Gareth Branwyn in Slumberland

The Plutopia News Network podcast welcomes writer, editor, and media critic Gareth Branwyn to discuss his workshop “Dreaming for Creatives,” which focuses less on dream symbolism or interpretation and more on mining the “dream-time mind” for usable creative material. Gareth and the Plutopians reminisce about early-1990s zine and cyberculture scenes (The WELL, FactSheet 5, bOING bOING, Mondo 2000, “Jargon Watch,” and “Street Tech”), then shift into Branwyn’s lifelong dream practice, including lucid dreaming as a teen and techniques to improve dream recall, especially using a “dream recall tally sheet” and the habit of staying still upon waking to retrieve dream fragments.
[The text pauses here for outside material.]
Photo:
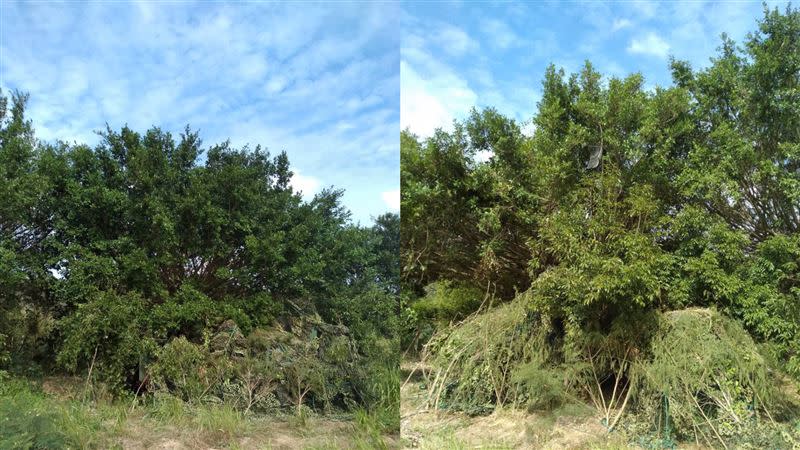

He describes three liminal sources of creativity: “night thoughts” (hypnagogic scribbles), “night bulbs” (clear middle-of-the-night insights), and dreams themselves. He gives examples of how these have shaped his work and even his name. The conversation also touches on “second sleep,” sleep tracking, recurring flying dreams, sleep paralysis and its eerie “presence” hallucinations, and the idea that paying attention to dreaming, like meditation, can deepen one’s relationship with consciousness — while still warning against turning dream work into an unhealthy obsession.

Gareth Branwyn:

I’ve only done the workshop once so far, and one thing I wanted to make, clear because when I started talking it up before I did it — people immediately think you’re going to talk about dream interpretation, dream symbolism, which I have basically no interest in, besides the obvious things of that was clearly an anxiety dream, like I lost my wallet, or I lost my phone (I have those a lot) or I got lost at a conference. But I’m not interested in that at all, and so I really needed to make it clear that’s not what this is about. This is really mining your dream time mind for creative material. That’s really what my interest is.